Plutarch. Plutarch's Morals, Vol. III. Goodwin, William W., editor; Thomson, John, translator. Boston. Little, Brown, and Company, 1874.

It is therefore very needful to throw off those ill dispositions, as being very grievous and troublesome to their parents, and more destructive to children in respect of the ill example. Besides, it occasions many strange censures and much obloquy amongst men. For they will not be apt to imagine that so near and intimate relations as brothers, that have eaten of the same bread and all along participated of the same common maintenance, and who have conversed so familiarly together, should break out into contention, except they were conscious to themselves of a great deal of naughtiness. For it must be some great matter that violates the bonds of natural affection; whence it is that such breaches are so hardly healed up again. For, as those things which are joined together by art, being parted, may by the same art be compacted again, but if there be a fracture in a natural body, there is much difficulty in setting and uniting the broken parts; so, if friendships that through a long tract of time have been firmly and closely

contracted come once to be violated, no endeavors will bring then together any more. And brothers, when they have once broke natural affection, are hardly made true friends again; or, if there be some kind of peace made betwixt then, it is like to prove but superficial only, and such as carries a filthy festering scar along with it.

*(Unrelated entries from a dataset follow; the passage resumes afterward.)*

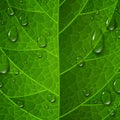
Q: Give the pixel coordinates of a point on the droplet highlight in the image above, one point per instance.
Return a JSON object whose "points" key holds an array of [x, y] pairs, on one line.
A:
{"points": [[42, 42], [4, 64], [23, 20], [13, 34], [111, 25], [97, 42]]}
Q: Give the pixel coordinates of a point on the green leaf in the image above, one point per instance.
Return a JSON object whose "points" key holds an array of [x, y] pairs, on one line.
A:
{"points": [[59, 59]]}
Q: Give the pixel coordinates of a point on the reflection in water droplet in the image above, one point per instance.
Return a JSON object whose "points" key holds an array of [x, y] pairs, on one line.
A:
{"points": [[80, 61], [97, 42], [112, 25], [10, 11], [117, 85], [23, 20], [4, 64], [42, 42], [86, 92], [106, 98], [13, 34], [51, 98]]}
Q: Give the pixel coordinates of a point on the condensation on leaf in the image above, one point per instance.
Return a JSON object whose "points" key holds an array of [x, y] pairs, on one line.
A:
{"points": [[97, 42], [111, 25], [51, 98], [42, 41], [4, 64], [13, 34], [86, 92], [23, 20]]}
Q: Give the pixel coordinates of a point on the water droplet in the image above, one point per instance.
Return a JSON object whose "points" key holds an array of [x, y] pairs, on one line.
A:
{"points": [[80, 61], [97, 12], [16, 71], [118, 34], [20, 104], [23, 20], [51, 98], [86, 93], [1, 84], [10, 11], [13, 34], [97, 42], [42, 42], [106, 98], [117, 85], [111, 25], [4, 64]]}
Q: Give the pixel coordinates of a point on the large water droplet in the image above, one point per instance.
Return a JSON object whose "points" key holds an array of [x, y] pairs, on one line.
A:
{"points": [[13, 34], [111, 25], [23, 20], [42, 42], [86, 93], [117, 85], [97, 42], [80, 61], [10, 11], [4, 64], [106, 98], [51, 98]]}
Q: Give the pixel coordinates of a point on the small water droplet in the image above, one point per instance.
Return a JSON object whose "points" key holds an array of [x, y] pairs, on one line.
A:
{"points": [[97, 12], [16, 71], [20, 104], [13, 34], [4, 64], [116, 85], [111, 25], [23, 20], [86, 93], [42, 42], [106, 98], [80, 61], [10, 11], [97, 42], [51, 98], [1, 84]]}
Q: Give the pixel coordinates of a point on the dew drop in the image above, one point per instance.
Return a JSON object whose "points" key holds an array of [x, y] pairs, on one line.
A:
{"points": [[86, 93], [4, 64], [10, 11], [42, 42], [80, 61], [116, 85], [106, 98], [51, 98], [23, 20], [112, 25], [13, 34], [97, 42]]}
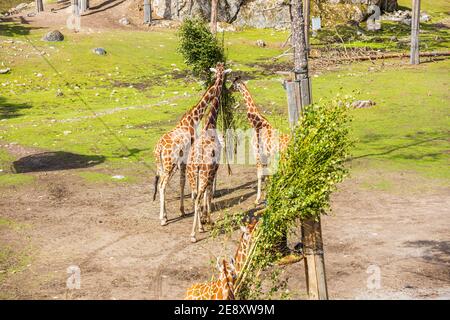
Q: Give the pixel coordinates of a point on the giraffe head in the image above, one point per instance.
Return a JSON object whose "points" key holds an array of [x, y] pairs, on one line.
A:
{"points": [[219, 69], [227, 269], [249, 228], [237, 84]]}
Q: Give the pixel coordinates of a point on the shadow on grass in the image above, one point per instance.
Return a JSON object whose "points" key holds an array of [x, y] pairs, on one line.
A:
{"points": [[11, 110], [11, 28], [53, 161], [406, 146]]}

Now all enmity between man and man which is attended with these perturbations of quarrelsomeness, passion, envy, recording of an injury, must needs be troublesome and vexatious; but that which is harbored against a brother, with whom they communicate in sacrifices and other religious rites of their parents, with whom they have the same common charnel-house and the same or a near habitation, is much more to be lamented,—especially if we reflect upon the horrid madness of some brothers, in being so prejudiced against their own flesh and blood, that his face and person once so welcome and familiar, his voice all along from his childhood as well beloved as known, should on a sudden become so very detestable. How loudly does this reproach their ill-nature and savage dispositions, that, whilst they behold other brethren lovingly conversing in the same house and dieting together at the same table, managing the same estate and attended by the same servants, they alone divide friends, choose contrary acquaintance, resolving to abandon every thing that their brother may approve of? Now it is obvious to any to understand, that new friends and companions may be compassed and new kindred may come in when the old, like decayed weapons and worn-out utensils, are lost and gone. But there is no more regaining of a lost brother, than of a hand that is cut off or an eye that is beaten out. The Persian woman therefore spake truth, when she preferred the saving her brother’s life before her very children’s, alleging that she was in a possibility of having more children if she should be deprived of those she had, but, her parents
being dead, she could hope for no more brothers after him.[*](See Sophocles, Antig. 905-912.)